The Bookshelf, The Parlor, The Young Texas Reader, and the Monthly

The Texas Bookshelf is different from the The Texas Parlor, http://texasparlor.blogspot.com/ . The Texas Parlor carries "general" bookish information and non-book information and even different Texana news and notes of use to the bibliographically challenged and other nosey folks intersted in historical, literary, and cultural observations. Will's Texana Monthly may carry material from either blog, but extends itself beyond those, especially for longer compilations or treatments.

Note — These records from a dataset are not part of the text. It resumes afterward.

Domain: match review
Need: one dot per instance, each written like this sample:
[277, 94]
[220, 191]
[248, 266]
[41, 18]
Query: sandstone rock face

The Monthly, the Bookshelf and the Parlor are all companions. So, is the Young Texas Reader http://youngtexasreader.blogspot.com/ which specialized on books and such things for the youngest to the teenagers.

Thursday, December 18, 2008

Perfect Reign of Terror - Burrier

A Perfect Reign of Terror, Insurgency in the Texas Hill Country 1861-1862 by William "Paul" Burrier is reveiwed in the December 18, 2008 West Kerr Current by Irene Van Winkle's article, "Myth, fate clash around Tegener's role in Unionist movement."Comfort resident Fritz Tegener, who owned a sawmill in Hunt, came to Kerr County from Prussia with his brothers, Gustave and William in the 1850s. Rejecting slavery, they became involved in the Union Loyalist League. Gustave was hanged by State  troops, while Fritz survived the Battle of the Nueces in 1862. He also served as Kerr County treasurer, and after divorcing his first wife, Susan Benson, remarried Augusta Strunk.
 
Van Winkle writes that "Paul said that he is neither revisionist nor anti-Union, but that many accounts by eyewitnesses, historians and family members "have it wrong."

"Their biases are from the Germans' point of view, and some of them had their own agendas," he added."
 
Fritz Tegener, at right, opposed slavery.